Ich blinzle ihn an. „Wie meinst du das?"

„Der Umzug hierhin war doch etwas teurer als gedacht", gibt er zu.

Ich verstehe es nicht. „Was hat das denn damit zutun? Wir müssen uns doch kein Hotelzimmer nehmen oder so."

Dad wechselt einen Blick mit Mom, welche weiterspricht. „Das wissen wir, aber weder dein Dad noch ich können uns für ein langes Wochenende Urlaub nehmen. Und da Erica dieses Jahr mit uns allen nach Colorado wollte, mussten wir absagen. Der Flug wäre viel zu teuer gewesen."

„Also gibt es gar keine Spannungen in der Familie. Wir können nur die Reise nicht bezahlen", fasse ich alles noch einmal zusammen. Mom und Dad nicken zustimmend. Ich senke den Blick und schaue auf die Kartoffeln auf meinem Teller. Ein schlechtes Gewissen überrollt mich. Hätte ich das gewusst, hätte ich nicht so zickig reagiert. Klar, ich wäre trotzdem enttäuscht gewesen, aber das ist jetzt eine ganz andere Situation. Ich weiß zwar, dass wir nicht die reichste Familie sind, aber dass es anscheinend so um uns steht, war mir nicht bewusst. „Es tut mir leid, wie ich reagiert habe, aber ihr hättet mir die Wahrheit sagen sollen." Erneut hebe ich meinen Blick und schaue in die entschuldigenden Gesichter meiner Eltern.
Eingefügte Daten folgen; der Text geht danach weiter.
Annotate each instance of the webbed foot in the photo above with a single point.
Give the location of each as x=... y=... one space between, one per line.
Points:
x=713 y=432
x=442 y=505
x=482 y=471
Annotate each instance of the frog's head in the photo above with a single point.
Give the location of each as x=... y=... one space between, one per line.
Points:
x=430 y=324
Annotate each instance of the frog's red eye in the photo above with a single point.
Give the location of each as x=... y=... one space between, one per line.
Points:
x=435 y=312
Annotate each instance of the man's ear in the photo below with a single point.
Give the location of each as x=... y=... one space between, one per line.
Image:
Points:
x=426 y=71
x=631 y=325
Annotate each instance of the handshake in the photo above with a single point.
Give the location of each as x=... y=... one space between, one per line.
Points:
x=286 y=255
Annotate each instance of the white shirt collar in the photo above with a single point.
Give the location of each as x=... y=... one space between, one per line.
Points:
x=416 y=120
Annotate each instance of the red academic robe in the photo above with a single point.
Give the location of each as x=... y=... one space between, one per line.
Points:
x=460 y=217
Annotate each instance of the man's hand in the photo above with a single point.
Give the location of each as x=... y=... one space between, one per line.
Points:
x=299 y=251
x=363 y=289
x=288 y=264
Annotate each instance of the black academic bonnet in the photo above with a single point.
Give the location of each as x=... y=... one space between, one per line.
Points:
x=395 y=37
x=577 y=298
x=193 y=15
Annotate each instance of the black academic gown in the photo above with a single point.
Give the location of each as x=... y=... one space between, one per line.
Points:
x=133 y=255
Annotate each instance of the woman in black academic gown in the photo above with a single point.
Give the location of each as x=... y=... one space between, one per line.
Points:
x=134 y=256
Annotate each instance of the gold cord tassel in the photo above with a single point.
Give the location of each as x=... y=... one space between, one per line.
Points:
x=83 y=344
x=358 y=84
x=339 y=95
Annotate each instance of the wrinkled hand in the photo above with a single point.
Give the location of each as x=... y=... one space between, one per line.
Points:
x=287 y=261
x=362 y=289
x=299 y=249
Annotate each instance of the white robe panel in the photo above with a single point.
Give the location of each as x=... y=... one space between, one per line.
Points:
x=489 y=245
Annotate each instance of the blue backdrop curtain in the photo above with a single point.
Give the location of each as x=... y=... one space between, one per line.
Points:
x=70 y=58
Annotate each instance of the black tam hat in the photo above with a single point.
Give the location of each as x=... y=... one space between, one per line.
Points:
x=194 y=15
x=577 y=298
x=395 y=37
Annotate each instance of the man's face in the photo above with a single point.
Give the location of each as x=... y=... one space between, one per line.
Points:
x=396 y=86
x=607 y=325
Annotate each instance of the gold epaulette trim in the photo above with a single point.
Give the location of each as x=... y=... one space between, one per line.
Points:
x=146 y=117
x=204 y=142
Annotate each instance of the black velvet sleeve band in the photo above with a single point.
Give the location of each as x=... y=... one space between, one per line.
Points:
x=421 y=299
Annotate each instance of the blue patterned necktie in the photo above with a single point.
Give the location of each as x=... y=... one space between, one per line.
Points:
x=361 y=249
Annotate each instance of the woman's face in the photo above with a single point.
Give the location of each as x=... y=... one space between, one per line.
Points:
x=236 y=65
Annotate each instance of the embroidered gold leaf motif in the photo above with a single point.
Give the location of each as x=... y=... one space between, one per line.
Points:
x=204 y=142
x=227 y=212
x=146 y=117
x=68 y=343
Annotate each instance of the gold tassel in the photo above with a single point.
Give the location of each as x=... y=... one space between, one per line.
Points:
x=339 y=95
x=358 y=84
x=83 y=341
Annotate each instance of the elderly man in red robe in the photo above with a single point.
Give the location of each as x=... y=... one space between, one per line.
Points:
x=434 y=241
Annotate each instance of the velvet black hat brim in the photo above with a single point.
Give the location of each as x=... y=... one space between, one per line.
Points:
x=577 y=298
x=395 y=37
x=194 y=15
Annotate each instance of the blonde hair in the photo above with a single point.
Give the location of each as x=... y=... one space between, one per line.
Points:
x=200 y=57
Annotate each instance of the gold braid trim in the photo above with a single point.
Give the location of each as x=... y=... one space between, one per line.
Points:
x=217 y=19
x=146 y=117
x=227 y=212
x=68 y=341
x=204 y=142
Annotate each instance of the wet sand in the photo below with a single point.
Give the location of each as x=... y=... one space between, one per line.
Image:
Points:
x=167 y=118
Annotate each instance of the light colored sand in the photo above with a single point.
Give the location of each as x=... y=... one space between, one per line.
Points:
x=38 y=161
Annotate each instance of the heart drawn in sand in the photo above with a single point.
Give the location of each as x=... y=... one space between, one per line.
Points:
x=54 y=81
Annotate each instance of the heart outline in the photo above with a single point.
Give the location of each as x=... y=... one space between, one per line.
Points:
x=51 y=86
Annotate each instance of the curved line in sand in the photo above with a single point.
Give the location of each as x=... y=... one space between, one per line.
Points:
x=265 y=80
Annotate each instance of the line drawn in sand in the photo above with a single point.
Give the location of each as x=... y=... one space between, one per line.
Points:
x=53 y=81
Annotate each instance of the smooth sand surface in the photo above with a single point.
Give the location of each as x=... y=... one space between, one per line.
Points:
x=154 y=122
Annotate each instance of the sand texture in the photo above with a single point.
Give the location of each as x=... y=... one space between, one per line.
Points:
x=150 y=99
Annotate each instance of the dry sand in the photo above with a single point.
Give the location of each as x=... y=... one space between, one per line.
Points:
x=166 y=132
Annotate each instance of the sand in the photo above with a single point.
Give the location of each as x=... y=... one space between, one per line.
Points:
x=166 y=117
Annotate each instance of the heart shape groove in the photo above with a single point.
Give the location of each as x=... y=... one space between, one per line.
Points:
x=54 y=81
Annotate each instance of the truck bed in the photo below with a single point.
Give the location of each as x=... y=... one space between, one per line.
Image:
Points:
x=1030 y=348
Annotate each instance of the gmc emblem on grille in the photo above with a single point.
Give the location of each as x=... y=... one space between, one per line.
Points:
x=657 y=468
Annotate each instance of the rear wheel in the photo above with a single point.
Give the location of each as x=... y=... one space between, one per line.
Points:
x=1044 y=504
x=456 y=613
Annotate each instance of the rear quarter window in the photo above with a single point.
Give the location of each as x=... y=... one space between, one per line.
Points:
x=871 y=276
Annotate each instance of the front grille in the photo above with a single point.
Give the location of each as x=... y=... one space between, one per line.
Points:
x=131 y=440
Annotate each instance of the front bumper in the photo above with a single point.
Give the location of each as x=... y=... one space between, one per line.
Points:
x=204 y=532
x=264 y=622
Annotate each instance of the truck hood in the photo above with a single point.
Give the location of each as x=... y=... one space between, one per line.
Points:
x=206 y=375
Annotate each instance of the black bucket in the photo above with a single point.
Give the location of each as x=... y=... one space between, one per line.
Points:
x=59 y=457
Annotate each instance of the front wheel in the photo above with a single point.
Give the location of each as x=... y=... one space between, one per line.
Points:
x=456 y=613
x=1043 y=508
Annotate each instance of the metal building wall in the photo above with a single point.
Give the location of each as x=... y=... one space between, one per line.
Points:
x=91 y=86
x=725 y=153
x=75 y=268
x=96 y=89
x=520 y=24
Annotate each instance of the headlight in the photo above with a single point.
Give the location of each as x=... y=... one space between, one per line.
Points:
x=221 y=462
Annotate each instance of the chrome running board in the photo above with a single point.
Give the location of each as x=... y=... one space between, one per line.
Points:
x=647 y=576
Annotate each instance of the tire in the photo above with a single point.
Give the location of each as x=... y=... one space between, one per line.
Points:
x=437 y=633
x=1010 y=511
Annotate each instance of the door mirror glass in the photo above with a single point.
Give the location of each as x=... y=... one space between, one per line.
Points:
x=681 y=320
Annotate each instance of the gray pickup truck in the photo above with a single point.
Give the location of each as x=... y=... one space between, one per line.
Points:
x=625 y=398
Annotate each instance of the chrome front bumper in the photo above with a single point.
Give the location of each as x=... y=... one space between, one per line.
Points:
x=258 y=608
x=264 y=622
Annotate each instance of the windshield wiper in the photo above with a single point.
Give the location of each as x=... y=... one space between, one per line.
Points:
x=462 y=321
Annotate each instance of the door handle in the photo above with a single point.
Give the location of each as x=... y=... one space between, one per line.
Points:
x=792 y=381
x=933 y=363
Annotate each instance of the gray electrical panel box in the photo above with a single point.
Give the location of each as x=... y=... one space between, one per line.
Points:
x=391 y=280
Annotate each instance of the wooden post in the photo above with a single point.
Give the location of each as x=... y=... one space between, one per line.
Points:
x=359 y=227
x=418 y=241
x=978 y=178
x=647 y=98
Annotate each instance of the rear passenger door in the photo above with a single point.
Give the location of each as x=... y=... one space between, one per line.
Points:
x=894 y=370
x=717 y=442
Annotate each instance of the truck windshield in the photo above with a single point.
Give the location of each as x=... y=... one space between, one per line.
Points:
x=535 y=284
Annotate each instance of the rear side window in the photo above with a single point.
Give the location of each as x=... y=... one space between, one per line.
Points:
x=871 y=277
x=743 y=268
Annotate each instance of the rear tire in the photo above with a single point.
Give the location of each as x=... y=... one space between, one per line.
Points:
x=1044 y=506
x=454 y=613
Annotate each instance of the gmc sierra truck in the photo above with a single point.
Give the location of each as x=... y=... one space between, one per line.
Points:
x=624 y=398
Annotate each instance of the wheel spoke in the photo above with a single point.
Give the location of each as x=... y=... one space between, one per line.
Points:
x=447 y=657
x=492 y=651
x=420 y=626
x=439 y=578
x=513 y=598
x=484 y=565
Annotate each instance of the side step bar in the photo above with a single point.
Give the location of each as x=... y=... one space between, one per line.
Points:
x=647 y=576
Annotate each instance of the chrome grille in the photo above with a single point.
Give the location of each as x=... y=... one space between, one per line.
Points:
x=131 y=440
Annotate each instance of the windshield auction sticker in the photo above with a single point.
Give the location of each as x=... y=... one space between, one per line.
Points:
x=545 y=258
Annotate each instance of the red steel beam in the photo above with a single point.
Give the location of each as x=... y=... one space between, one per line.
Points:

„Wir wollten es dir so direkt nicht sagen, weil wir wussten, dass du dir darüber Gedanken machen würdest", antwortet Dad. Ein schwaches Lächeln schleicht sich auf meine Lippen. Wie gut sie mich doch kennen.
„Wir kriegen das hin, Schatz. Wir sind gerade mal wenige Monate hier und du weißt ja, aller Anfang ist schwer. Dafür fahren wir aber an Weihnachten zurück. Das versprechen wir dir."
Mom und Dad lächeln mich ermutigend an.

„Okay. Wenn ich irgendwie helfen kann..."
Mom schüttelt den Kopf. „Nein, Avery. Das wird schon. Konzentriere du dich auf die Schule."

„Okay. Ich helfe dir morgen gerne mit dem Essen, Mom", wiederhole ich meine Worte von vorhin enthusiastischer. Auf Moms Lippen zeichnet sich ein ehrlich es Lächeln ab. „Das freut mich zu hören."